Bilgisayar bilimleri alanında gerçekleştirilen proje, Türk-Alman Bilim Yılı’nda teşvik edilecek pek çok projeden sadece bir tanesi. Projenin önemli bir özelliği, Bilim Yılı’nın birden çok amacına hizmet ediyor olması: her şeyden önce proje geleceğin teknolojileriyle ilgili, bunun yanısıra bilgisayar bilimleri alanında kadınların teşvikiyle toplumsal bir soruna değinmiş oluyor. Ayrıca iki ülke arasında, Bilim Yılı’yla sınırlı kalmayacak, ilerde de devam edecek bir bilgi ve araştırmacı değişimi de güvence altına alıyor.

Bilim Yılı’nın açılışı vesilesiyle yaptığı konuşmasında Eğitim ve Araştırma Bakanı Johanna Wanka, bilimin “karşılıklı bilgi teatisi ve sınırları aşacak ağların kurulmasıyla” canlı tutulabileceğini ifade etmiş ve iki ülke arasında araştırma ve eğitim alanlarındaki zengin bir geçmişe sahip işbirliğine dikkati çekmişti. Wanka ayrıca, “Bilim Yılı’yla iki ülke arasındaki işbirliğini daha da güçlendirmeyi, yeni ortaklıklar kurmayı amaçlıyoruz” demişti.
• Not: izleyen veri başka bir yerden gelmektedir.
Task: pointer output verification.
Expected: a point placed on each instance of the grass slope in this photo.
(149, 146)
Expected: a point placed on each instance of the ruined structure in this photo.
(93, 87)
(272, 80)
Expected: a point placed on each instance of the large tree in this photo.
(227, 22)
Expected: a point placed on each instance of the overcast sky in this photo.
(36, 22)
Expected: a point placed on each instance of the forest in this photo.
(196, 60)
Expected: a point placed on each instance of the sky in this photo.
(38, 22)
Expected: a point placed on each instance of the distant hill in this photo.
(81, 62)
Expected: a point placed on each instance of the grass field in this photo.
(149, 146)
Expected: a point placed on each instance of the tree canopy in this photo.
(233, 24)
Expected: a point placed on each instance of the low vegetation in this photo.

Eğitim ve Araştırma Bakanı’nın ifade ettiği amaca hizmet edecek temel, mevcut: araştırma alanında Almanya, Türkiye için ABD’den sonra ikinci önemli işbirliği ortağı. Türk ve Alman üniversiteleri arasındaki gerçekleştirilen ortaklıkların sayısı 1100’in üzerinde. Aynı şekilde etkileyici olan bir diğer rakam da, Türkiye’de de faaliyet gösteren Alman şirketlerinin sayısının 5000’in üzerinde olması. Ekonomide olduğu gibi bilimde de her iki ülkede de, Türk-Alman Bilim Yılı’nın üç temel alanından biri olan anahtar teknolojilerinin gelişimi önemli bir role sahip.
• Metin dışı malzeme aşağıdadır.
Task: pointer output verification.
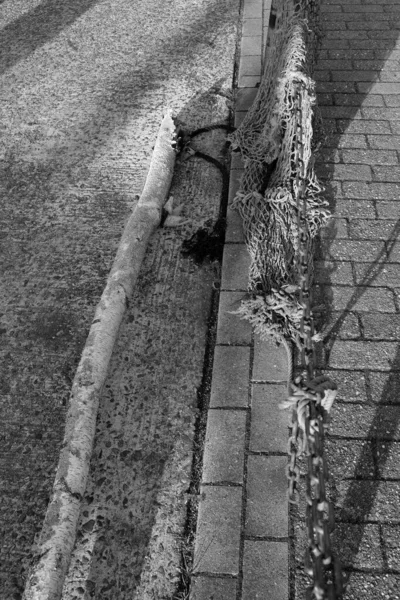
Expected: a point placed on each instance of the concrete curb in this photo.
(58, 533)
Bilim, Sanayi ve Teknoloji Bakanlığı Avrupa Birliği ve Dış İlişkiler Genel Müdürü Ayhan Karaca, kendisiyle yapılan bir röportajda, hızla gelişen sağlık sektöründe ve Ar-Ge sonuçlarının pazara sürülmeye hazır ürünlere dönüştürülmesinde, Almanya’nın sahip olduğu deneyimden Türkiye’nin çok şey öğrenebileceğine kuvvetle inandığını belirtmişti. Almanya’nın önde gelen teknik üniversitelerinin ortak girişimi olan TU9’un yöneticisi Venio Piero Quinque, Bilim Yılı’nın açılışı vesilesiyle ifade ettiği “Türkiye, sahip olduğu yüksek dinamizmle Almanya için sadece ekonomik açıdan değil, bilimsel ve teknolojik açıdan da gittikçe daha ilgi çekici bir ülke haline gelmektedir” sözleriyle bu konudaki düşüncelerini dile getirmişti.

 

Bilim Yılı bağlamında sunulan ve teşvik edilmek üzere seçilen projelerdeki fikirler, Piero Quinque’nin bu yorumunu onaylar nitelikte. Alman Eğitim ve Araştırma Bakanlığı (BMBF) ve Türk Bilim, Sanayi ve Teknoloji Bakanlığı, toplamda birer milyon Avro’yla öncü nitelikteki projelerin gerçekleştirilmesini sağlayacak toplumsal etkileri olacak girişimleri teşvik ediyor. Örneğin Saksonya Makine Mühendisliği Yenilikçilik Birliği “VEMASinnovativ” ile Ankara’da bulunan Atılım Üniversitesi Metal Şekillendirme Mükemmeliyet Merkezi arasındaki işbirliği, teşvik edilen projelerden biri. Delegasyon ziyaretleri ve bir atölye çalışmasını kapsayacak, Chemnitz Teknik Üniversitesi’nin de ortak olacağı projede, kaynakların daha etkili bir şekilde 
kullanılacağı karoser parça üretiminin ilerletilmesi amaçlanıyor. Türk Bilim Sanayi ve Teknoloji Bakanlığı’nın öncelikli amaçlarından biri, Türkiye ve Almanya’da insan-bilgisayar etkileşimi alanında çalışan önemli gruplar arasında iletişim ve bilgi paylaşımı ağlarının kurulması. Bu amaç doğrultusunda Boğaziçi, Münih Teknik ve Freiburg Albert-Ludwig üniversiteleri ortaklaşa proje yürütüyor.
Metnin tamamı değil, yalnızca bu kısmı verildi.